Hydrogeological Model of Godavari Landscape to Support Spring Revival and Springshed Management

   TwitCount

A 3-D model of the Godavari landscape was unveiled at the ICIMOD Knowledge Park in Godavari on 8 June 2018. The Knowledge Park has been identified as a training site for spring revival and springshed management and the model will be used as a capacity-building tool. The conceptual layout will aid understanding of the hydrogeology of the area and help visitors and trainees visualize the geophysical nature of the area in relation to its springs.

Schematic representation of springshed and watershed.

Springs are the source of water for millions of people in the mid-hills of the Hindu Kush Himalaya (HKH), but spring systems are poorly understood. Springs are groundwater discharge points that appear where a water-bearing layer (aquifer) intersects with the ground surface and water seeps out of rock pores, fissures, fractures, or depressions. It naturally follows any discharge point, and would have a recharge area from which the discharged water is derived.

Most water conservation programmes in the HKH and elsewhere have been built around the watershed concept, which accounts only for surface water movement over slopes. It does not account for movement of spring water, which is groundwater, and determined by underlying geology, the nature of rocks and the slope of such rocks beneath the surface. The watershed concept, therefore, cannot account for water which travels outside the watershed boundaries through rock beds that slope towards an adjoining watershed.

Gajendra Maharjan, Mayor, Godawari Municipality, unveils the 3-D model of the Godavari landscape.

Lack of knowledge about what constitute springs and how they recharge has led to policy neglect across the region. The International Centre for Integrated Mountain Development (ICIMOD) is working with relevant stakeholders in the region to address this knowledge gap and introduce wholesome interventions for water conservation in the region. 

The 3-D model at the ICIMOD Knowledge Park shows surface slope and delineates watersheds, underlying rocks, their dip and strike. As such it will help conceptualize the differences between a springshed and a watershed. The model shows how groundwater does not necessarily flow in the same direction as surface water. It represents how the recharge area of a spring in one watershed, say watershed A, can very well be in another watershed, say watershed B, and hence highlights the need to look at underground geology and recharge areas across several watersheds to demarcate a springshed.

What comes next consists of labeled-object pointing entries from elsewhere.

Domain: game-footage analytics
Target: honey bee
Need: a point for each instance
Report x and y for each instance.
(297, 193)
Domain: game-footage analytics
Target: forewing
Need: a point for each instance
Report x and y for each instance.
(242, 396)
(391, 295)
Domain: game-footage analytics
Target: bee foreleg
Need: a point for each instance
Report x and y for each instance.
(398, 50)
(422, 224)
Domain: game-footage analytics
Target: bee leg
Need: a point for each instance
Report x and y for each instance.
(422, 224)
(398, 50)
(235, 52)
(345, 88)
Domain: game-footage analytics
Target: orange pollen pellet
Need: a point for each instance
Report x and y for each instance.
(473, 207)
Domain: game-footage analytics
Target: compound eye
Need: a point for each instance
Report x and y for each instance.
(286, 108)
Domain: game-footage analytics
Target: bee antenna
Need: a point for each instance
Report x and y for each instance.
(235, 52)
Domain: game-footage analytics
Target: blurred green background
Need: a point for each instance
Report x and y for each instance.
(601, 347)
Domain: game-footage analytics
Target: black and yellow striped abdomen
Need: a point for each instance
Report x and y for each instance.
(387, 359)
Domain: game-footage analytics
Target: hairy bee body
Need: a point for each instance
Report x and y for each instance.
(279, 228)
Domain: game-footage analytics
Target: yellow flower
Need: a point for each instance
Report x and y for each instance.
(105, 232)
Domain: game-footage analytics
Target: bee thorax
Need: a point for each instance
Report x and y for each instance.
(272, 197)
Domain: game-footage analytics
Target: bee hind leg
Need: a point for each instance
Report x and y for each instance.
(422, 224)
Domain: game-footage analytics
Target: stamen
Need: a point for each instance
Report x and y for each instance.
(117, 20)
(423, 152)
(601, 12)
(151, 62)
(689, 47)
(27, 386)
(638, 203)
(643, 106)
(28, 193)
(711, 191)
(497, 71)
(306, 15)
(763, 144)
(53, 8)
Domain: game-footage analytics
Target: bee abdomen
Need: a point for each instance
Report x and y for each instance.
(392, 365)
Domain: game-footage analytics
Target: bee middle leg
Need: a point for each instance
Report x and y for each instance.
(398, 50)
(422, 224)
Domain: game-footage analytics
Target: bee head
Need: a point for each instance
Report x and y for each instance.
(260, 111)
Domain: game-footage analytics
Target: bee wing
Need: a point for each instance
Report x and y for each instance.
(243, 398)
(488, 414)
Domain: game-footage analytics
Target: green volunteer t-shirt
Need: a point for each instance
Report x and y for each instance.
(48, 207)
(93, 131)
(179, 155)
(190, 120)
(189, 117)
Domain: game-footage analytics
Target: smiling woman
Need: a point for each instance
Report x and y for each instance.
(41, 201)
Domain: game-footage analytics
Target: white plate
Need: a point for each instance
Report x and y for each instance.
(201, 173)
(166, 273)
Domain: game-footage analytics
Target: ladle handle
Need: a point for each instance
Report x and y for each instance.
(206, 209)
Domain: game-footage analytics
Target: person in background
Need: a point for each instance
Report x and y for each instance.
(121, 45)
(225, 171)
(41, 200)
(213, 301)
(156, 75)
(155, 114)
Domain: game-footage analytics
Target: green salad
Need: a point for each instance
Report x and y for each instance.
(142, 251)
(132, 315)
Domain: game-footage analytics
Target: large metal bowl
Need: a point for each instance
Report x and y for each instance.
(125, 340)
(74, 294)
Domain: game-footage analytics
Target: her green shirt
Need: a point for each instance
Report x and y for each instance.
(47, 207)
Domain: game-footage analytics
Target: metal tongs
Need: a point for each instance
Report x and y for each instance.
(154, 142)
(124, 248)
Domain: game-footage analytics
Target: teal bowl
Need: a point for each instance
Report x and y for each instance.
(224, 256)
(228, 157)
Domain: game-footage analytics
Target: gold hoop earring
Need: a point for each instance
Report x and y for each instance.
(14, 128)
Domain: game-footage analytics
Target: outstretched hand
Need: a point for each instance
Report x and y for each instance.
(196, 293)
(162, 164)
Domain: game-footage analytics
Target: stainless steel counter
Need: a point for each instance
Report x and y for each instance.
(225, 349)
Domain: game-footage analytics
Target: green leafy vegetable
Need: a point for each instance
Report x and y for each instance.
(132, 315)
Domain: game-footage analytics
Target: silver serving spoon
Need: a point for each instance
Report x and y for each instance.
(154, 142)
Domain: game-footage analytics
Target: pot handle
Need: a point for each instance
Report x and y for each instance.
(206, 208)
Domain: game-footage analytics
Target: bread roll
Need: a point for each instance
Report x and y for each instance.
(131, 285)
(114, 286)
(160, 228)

Any intervention in the mountains needs to be at a springshed scale because work done in one watershed without considering groundwater flow to another watershed can be ineffective or counterproductive. The 3-D model is an attempt to bring about conceptual clarification and can be used by a wide range of stakeholders – policy makers, scientists, students and local communities. It helps them envisage their springs and the areas where they are recharged. The model also demonstrates the need for a paradigm shift – from watershed to springshed as an appropriate approach to intervention in the HKH.